Some states support persistence; others undermine it. This distinction is not imposed from outside but arises within the biological organisation of the system itself.
As a result, biological explanations routinely invoke notions such as function, regulation, success, failure, and malfunction. These are not metaphorical. They reflect real features of systems whose activity is oriented toward continued viability.
To explain a biological process is therefore to explain how it contributes—successfully or unsuccessfully—to the persistence of the system.
Process and Scale in Biological Explanation
Biological organisation is inherently processual and multi-scale.
Processes occur across a wide range of temporal and spatial scales: molecular reactions, cellular regulation, organismal development, and evolutionary change. These processes are not independent. They are coupled in ways that allow the system to persist despite continual change.
Explanation must therefore track not only individual mechanisms, but the coordination of processes across scales.
Short-term regulation and long-term evolution are not separate domains. They are different temporal expressions of the same viability-oriented biological organisation.
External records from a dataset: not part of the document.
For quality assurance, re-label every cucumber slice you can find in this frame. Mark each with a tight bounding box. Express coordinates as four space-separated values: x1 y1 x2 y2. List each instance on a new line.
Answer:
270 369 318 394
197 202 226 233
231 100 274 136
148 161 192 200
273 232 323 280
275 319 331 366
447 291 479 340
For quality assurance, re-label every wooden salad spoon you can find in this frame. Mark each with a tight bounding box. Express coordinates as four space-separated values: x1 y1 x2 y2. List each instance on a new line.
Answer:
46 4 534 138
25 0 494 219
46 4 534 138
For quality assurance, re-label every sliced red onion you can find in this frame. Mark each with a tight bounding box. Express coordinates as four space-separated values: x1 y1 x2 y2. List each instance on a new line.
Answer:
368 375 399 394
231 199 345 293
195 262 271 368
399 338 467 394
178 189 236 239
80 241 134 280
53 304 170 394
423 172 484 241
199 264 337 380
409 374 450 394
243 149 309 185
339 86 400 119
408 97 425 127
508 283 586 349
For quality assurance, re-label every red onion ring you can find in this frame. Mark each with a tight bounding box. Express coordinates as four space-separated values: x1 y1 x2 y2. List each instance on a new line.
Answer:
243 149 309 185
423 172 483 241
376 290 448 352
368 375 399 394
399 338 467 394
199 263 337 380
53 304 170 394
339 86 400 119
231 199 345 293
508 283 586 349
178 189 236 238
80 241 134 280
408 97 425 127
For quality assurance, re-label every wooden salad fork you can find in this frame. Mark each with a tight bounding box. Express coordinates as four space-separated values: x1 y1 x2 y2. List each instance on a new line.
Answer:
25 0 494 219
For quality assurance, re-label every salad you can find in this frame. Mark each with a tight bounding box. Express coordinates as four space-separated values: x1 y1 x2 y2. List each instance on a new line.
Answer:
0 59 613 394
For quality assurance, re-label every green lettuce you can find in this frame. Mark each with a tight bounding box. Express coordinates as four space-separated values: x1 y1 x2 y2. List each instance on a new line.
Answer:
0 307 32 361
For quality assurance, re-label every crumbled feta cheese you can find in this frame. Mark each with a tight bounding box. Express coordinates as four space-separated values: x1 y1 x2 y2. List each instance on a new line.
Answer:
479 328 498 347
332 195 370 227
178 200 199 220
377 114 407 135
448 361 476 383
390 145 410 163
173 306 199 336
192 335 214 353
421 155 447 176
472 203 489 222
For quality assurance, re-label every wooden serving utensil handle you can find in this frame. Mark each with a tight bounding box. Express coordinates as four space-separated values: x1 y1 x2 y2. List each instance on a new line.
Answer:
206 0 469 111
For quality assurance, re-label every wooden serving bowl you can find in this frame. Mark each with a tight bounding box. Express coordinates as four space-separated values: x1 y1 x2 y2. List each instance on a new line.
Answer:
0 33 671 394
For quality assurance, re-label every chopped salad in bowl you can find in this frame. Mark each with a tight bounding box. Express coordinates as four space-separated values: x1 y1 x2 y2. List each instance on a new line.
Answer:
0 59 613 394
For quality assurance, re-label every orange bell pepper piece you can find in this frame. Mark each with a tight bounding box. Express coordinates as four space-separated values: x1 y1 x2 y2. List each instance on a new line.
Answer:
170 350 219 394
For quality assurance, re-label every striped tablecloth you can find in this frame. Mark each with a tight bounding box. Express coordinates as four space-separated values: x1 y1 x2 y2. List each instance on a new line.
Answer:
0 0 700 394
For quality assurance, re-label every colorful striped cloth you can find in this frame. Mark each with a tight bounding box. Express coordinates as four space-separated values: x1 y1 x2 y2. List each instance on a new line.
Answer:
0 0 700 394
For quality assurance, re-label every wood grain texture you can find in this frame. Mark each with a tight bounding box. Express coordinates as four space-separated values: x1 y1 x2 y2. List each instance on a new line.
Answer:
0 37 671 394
APS provides a framework in which these relations can be understood as aspects of a single explanatory structure.
Beyond Gene-Centric and Trait-Based Accounts
Many explanatory frameworks in biology focus on genes, traits, or population-level patterns.
These approaches provide powerful tools for modelling and prediction. However, they often treat the living system as a passive substrate on which processes operate.
In contrast, APS emphasises that genes, traits, and populations are components or descriptions of systems that must already be organised to persist.
Natural selection, for example, explains changes in populations over time. But it presupposes systems capable of maintaining organised persistence across generations.
Biological explanation must therefore include the conditions that make such processes possible, not only the processes themselves.
Explanatory Adequacy in Biology
What, then, counts as an adequate biological explanation?
An explanation is biologically adequate when it accounts for:
- how a system maintains its own viability
- how its processes contribute to that maintenance
- how this biological organisation is sustained across scales and over time
Explanations that omit these features may still be useful, but they remain incomplete from a biological perspective.
APS does not replace existing explanatory approaches. It clarifies the conditions under which those approaches become fully biological.
Why This Matters
Clarifying the target of biological explanation has practical and conceptual consequences.
It explains why concepts such as function and regulation are indispensable. It grounds evolutionary theory in the activity of living systems. It provides criteria for identifying life in borderline or synthetic cases. It clarifies the continuity between biological and cognitive processes.
Most importantly, it makes explicit the organisational conditions that biological explanations already rely on when they succeed.
To specify what biological explanation must explain, however, is only the first step. Once viability-oriented, constraint-closed organisation is identified as the explanatory target, a further question arises: how must explanation be structured to account for it? This question is addressed in The Structure of Biological Explanation in APS, which develops the explanatory grammar required to integrate agency, process, scale, and temporal dynamics within a unified framework.
Conclusion
Biology does not simply describe complex systems. It explains systems that sustain themselves.
The APS framework identifies viability-oriented, constraint-closed biological organisation as the defining feature of such systems. Biological explanation is therefore the explanation of how this biological organisation is established, maintained, and transformed.
By clarifying what needs to be explained, APS establishes the target of biological explanation and prepares the ground for specifying the structure required to explain it.